A compound contains ${10^{ - 2}}\% $ of phosphorus. If the atomic mass of $P$ is $31$, then the molecular mass of the compound having one phosphorus atom per molecule is:
A. $3.1 \times {10^5}$
B. $3.1$
C. $31$
D. None of these

Answer 1

Hint:Phosphorus is a chemical element with the symbol (\[P\] ) and atomic number 15. Elemental phosphorus exists in two major forms which are white phosphorus and red phosphorus, but because it is highly reactive, phosphorus is never found as a free element on Earth. It has a concentration in the Earth's crust of about one gram per kilogram (compare copper at about \[0.06\] grams). In minerals, phosphorus generally occurs in the form of phosphate.

Complete step by step answer:
As per the question, a particular type of compound contains ${10^{ - 2}}\% $ of phosphorus. This can be represented mathematically as:
${10^{ - 2}}\% $ of phosphorous = $\dfrac{{{{10}^{ - 2}}}}{{100}} = \dfrac{1}{{{{10}^4}}}$
The above statement means that for every ${10^4}$ parts of the compound, the part of phosphorus is 1.
Let us assume the molecular mass of the compound to be $x$ .
The amount of phosphorus present in the compound will be equal to the molecular mass of phosphorus. Mathematically, this can be written as:
$ \Rightarrow {10^{ - 2}}\% $ of $x = 31$
Hence, $\dfrac{{{{10}^{ - 2}}}}{{100}} \times x = 31$
On solving the above equation, we have:
$ \Rightarrow x = 31 \times {10^4} = 3.1 \times {10^5}$
This means that If the atomic mass of $P$ is $31$, then the molecular mass of the compound having one phosphorus atom per molecule is $3.1 \times {10^5}$.
Thus, the correct option is A. $3.1 \times {10^5}$ .


Note:
Phosphorus is essential for life.

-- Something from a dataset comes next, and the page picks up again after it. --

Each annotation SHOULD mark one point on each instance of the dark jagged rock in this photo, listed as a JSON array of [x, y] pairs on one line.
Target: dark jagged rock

Phosphates (compounds containing the phosphate ion,$PO_4^{3 - }$ ) are a component of DNA, RNA, ATP, and phospholipids. Elemental phosphorus was first isolated from human urine, and bone ash was an important early phosphate source. Phosphate mines contain fossils because phosphate is present in the fossilized deposits of animal remains and excreta.